Experimental test datasets for Fast and Scalable Implementation of the Bayesian SVM
datasetposted on 29.12.2017, 18:22 by Florian Wenzel, Théo Galy-Fajou, Matthäus Deutsch, Marius Kloft
This record contains seven real-world test datasets used in experiments with the Bayesian SVM algorithm in the ECML PKDD 2017 paper; Wenzel et al.: Bayesian Nonlinear Support Vector Machines for Big Data.

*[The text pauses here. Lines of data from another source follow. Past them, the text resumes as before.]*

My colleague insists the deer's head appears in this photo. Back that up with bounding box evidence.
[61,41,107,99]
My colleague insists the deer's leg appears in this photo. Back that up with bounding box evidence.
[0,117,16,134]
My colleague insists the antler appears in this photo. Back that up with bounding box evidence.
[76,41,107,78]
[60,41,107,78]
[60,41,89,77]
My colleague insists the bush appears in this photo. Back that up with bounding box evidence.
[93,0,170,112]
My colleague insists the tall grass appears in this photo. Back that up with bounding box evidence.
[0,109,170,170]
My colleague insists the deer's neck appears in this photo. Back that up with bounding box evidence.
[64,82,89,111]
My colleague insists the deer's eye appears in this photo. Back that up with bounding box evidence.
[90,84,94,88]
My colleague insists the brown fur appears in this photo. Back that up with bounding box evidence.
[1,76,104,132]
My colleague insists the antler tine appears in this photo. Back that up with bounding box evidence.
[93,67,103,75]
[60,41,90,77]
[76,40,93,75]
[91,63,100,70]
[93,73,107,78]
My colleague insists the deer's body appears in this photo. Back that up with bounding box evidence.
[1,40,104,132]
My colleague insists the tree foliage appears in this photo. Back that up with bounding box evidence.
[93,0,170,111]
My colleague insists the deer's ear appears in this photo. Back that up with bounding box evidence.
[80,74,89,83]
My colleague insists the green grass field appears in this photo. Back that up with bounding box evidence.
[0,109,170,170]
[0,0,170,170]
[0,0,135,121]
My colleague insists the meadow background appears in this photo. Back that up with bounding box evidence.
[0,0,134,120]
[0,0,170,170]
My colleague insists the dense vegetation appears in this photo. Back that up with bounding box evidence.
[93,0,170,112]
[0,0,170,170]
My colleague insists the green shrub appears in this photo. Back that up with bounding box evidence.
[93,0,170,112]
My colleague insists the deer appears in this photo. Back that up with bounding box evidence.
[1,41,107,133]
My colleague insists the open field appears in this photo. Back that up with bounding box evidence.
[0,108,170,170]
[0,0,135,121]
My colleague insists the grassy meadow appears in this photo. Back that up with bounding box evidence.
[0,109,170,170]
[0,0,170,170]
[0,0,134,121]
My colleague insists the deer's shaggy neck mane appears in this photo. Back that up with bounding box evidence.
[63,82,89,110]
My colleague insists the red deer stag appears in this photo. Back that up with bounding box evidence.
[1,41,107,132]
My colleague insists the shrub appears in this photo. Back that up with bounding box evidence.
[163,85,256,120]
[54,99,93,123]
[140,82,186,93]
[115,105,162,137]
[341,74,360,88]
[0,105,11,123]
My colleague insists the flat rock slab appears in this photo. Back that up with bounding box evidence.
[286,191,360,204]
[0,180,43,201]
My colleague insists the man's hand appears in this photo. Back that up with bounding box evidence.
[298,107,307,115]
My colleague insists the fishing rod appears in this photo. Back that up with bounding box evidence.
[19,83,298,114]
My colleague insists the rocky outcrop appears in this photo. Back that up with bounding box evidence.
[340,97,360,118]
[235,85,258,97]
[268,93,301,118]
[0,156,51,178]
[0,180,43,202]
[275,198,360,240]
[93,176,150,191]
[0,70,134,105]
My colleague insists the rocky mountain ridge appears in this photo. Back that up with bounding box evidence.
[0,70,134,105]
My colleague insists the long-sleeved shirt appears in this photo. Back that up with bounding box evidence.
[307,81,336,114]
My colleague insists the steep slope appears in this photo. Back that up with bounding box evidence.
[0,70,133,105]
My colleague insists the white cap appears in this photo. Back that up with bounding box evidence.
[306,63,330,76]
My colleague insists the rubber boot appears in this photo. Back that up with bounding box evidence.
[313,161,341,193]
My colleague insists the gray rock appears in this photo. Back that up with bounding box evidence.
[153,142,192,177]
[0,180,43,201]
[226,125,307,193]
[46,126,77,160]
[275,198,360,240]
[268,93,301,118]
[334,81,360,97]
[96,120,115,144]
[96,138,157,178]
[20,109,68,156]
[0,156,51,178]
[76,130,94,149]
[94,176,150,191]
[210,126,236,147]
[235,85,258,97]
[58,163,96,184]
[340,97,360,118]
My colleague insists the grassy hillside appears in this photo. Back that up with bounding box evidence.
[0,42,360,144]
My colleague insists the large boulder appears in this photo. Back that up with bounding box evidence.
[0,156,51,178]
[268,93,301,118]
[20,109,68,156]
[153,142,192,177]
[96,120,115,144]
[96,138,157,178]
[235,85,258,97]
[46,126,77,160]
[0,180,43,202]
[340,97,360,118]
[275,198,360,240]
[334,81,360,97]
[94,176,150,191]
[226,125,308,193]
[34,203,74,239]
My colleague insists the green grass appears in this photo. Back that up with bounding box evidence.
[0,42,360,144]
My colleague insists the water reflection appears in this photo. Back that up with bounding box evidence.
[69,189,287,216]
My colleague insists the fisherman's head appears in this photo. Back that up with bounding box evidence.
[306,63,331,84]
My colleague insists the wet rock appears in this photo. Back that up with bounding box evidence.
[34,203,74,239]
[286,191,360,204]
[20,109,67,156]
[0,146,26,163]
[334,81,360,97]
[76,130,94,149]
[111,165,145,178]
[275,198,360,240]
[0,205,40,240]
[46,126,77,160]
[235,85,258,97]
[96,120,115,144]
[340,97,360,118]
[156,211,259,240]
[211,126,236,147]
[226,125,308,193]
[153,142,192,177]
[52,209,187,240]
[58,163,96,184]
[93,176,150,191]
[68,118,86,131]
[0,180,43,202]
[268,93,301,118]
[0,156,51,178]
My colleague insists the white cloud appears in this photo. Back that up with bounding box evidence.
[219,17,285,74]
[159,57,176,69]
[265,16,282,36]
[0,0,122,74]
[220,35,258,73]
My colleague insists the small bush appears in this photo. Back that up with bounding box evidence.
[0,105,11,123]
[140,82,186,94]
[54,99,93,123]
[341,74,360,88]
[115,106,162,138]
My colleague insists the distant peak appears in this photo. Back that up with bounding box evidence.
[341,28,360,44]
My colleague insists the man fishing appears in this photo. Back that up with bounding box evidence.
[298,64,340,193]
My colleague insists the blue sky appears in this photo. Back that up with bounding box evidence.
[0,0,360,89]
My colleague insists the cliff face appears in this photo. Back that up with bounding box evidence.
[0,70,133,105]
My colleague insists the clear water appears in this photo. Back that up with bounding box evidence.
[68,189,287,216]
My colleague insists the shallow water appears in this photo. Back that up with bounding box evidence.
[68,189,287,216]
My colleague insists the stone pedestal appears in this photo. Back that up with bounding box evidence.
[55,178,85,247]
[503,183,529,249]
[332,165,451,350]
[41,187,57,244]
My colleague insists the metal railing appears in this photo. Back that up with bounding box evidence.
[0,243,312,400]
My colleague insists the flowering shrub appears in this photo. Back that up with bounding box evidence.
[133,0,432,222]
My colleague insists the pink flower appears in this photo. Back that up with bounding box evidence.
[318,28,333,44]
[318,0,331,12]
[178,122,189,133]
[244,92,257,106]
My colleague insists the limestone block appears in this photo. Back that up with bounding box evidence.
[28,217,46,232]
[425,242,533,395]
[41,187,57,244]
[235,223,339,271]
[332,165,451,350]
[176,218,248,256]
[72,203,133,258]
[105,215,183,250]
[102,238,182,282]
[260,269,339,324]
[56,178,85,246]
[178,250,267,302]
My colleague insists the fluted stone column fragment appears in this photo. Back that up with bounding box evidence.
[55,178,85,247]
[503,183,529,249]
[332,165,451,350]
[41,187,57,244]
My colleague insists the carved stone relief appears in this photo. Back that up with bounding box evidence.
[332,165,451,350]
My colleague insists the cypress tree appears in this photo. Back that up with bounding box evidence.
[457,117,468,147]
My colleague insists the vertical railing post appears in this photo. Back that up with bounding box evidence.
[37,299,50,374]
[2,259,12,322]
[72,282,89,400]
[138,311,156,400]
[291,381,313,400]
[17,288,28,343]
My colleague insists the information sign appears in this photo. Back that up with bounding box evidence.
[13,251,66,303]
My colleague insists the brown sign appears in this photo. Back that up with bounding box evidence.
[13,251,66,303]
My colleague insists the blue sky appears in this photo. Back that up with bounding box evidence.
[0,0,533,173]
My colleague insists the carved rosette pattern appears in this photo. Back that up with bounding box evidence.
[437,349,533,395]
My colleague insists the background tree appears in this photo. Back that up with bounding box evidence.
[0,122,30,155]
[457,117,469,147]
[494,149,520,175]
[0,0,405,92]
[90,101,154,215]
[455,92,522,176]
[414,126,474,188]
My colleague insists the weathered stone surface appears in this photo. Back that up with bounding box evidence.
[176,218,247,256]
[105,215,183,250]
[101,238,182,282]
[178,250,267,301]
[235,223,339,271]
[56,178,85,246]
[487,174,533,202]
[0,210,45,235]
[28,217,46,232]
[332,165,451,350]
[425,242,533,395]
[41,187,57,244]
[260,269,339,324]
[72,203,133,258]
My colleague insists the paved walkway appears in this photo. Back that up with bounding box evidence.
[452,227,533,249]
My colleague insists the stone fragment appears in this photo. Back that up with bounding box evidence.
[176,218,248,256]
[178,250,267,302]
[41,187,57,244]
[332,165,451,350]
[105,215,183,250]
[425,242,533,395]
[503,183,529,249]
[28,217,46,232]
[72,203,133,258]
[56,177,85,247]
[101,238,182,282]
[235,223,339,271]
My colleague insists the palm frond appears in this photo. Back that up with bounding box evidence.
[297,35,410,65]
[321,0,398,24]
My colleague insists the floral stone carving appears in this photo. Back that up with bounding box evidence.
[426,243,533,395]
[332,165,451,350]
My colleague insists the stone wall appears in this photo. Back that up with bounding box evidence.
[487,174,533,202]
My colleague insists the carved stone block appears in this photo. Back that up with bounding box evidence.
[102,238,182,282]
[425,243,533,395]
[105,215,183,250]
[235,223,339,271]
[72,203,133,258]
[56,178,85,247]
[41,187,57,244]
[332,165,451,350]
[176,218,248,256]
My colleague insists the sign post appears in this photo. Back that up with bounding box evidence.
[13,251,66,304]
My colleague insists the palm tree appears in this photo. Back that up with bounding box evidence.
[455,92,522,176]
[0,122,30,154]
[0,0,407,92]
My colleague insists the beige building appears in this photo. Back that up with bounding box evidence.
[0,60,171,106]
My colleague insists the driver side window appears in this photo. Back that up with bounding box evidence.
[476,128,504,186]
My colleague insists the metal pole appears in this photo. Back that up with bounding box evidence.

For code used in the related experiments please see https://doi.org/10.6084/m9.figshare.5443627
The datasets are used in the related experiments to compare the prediction performance, the quality of the uncertainty estimates and run time of the various methods. Collectively these contain containing millions of samples. The datasets are all from the Rätsch benchmark datasets commonly used to test the accuracy of binary nonlinear classifiers.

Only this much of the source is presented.